O entendimento do TST é que, embora as portarias virtuais tragam inegáveis ganhos de eficiência, é legítimo que os sindicatos criem salvaguardas temporárias para proteger categorias diretamente impactadas pela tecnologia.
Portaria virtual x portaria remota:
A portaria virtual substitui completamente a presença física, operando com controle de acesso automatizado e atendimento remoto 24h. Já a remota mantém parte do atendimento humano à distância, com profissionais atuando em centrais que monitoram diversos condomínios simultaneamente. Ambas representam a digitalização do controle de acesso, mas em graus distintos de automação.
Legislação sob disputa: DF e São Paulo tentam impor limites
A decisão do TST ocorre em meio a uma disputa legislativa sobre o avanço da automação condominial.
No Distrito Federal, a Lei nº 7.686/2025 restringe o uso de portarias remotas em condomínios com mais de 45 unidades. O argumento oficial é o de preservar a segurança, mas o setor considera a medida “um tiro no livre mercado”.
Para a presidente da Associação Brasileira das Empresas de Sistemas Eletrônicos de Segurança (Abese), Selma Migliori, a lei é um retrocesso: “limita a autonomia dos condomínios e impõe barreiras à modernização da segurança predial”.
Em São Paulo, tramita na Assembleia Legislativa um projeto de lei de autoria do deputado Márcio Nakashima (PDT) que pretende restringir a implantação de portarias virtuais em condomínios com mais de 30 unidades, sob o argumento de proteger empregos. O texto cita o risco de extinção de dezenas de milhares de postos de trabalho, reforçando o conflito entre eficiência e impacto social.
Automação e economia: entre 40% e 60% de redução na taxa condominial
A expansão das portarias virtuais é um fenômeno em franca ascensão. Segundo a Abese, mais de 14 mil condomínios brasileiros já adotaram sistemas de portaria remota ou virtual até 2024 — um número que deve crescer 25% neste ano.
O motor principal é econômico: a automação pode reduzir de 40% a 60% os custos com portaria, dependendo do porte do condomínio. Em tempos de orçamentos apertados, especialmente em prédios pequenos e médios, a tecnologia surge como alternativa quase inevitável para manter a sustentabilidade financeira.

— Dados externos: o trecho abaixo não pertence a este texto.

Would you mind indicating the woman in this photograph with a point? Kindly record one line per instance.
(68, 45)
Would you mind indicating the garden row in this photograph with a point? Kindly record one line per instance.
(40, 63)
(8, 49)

Do porteiro ao operador remoto: uma transição em curso
Estima-se que até 150 mil postos de trabalho possam ser impactados pela expansão das portarias virtuais em larga escala.
Empresários do setor, contudo, contestam a ideia de perda líquida de empregos.
Segundo eles, o que ocorre é uma transição profissional: muitos porteiros têm sido recontratados por empresas de portaria remota, atuando em centrais de monitoramento, atendimento e controle de acessos.
Essas novas funções exigem maior qualificação técnica e, em alguns casos, oferecem salários superiores aos da portaria presencial. Para especialistas, trata-se menos de uma extinção e mais de uma reconfiguração do trabalho condominial, impulsionada pela digitalização e pela integração dos sistemas de segurança.
Impactos e reflexos da decisão do TST
Para os condomínios, o reflexo é duplo: de um lado, a possibilidade de indenizações pode elevar o custo da transição tecnológica; de outro, o reconhecimento jurídico da portaria virtual como realidade consolidada traz segurança jurídica aos contratos e operadores do setor.
Em última análise, a decisão do TST evidencia que a modernização do trabalho não precisa ser um jogo de soma zero.
O desafio é equilibrar inovação e inclusão, garantindo que a eficiência econômica não apague o valor humano que, por décadas, foi o primeiro rosto da vida em condomínio — o do porteiro.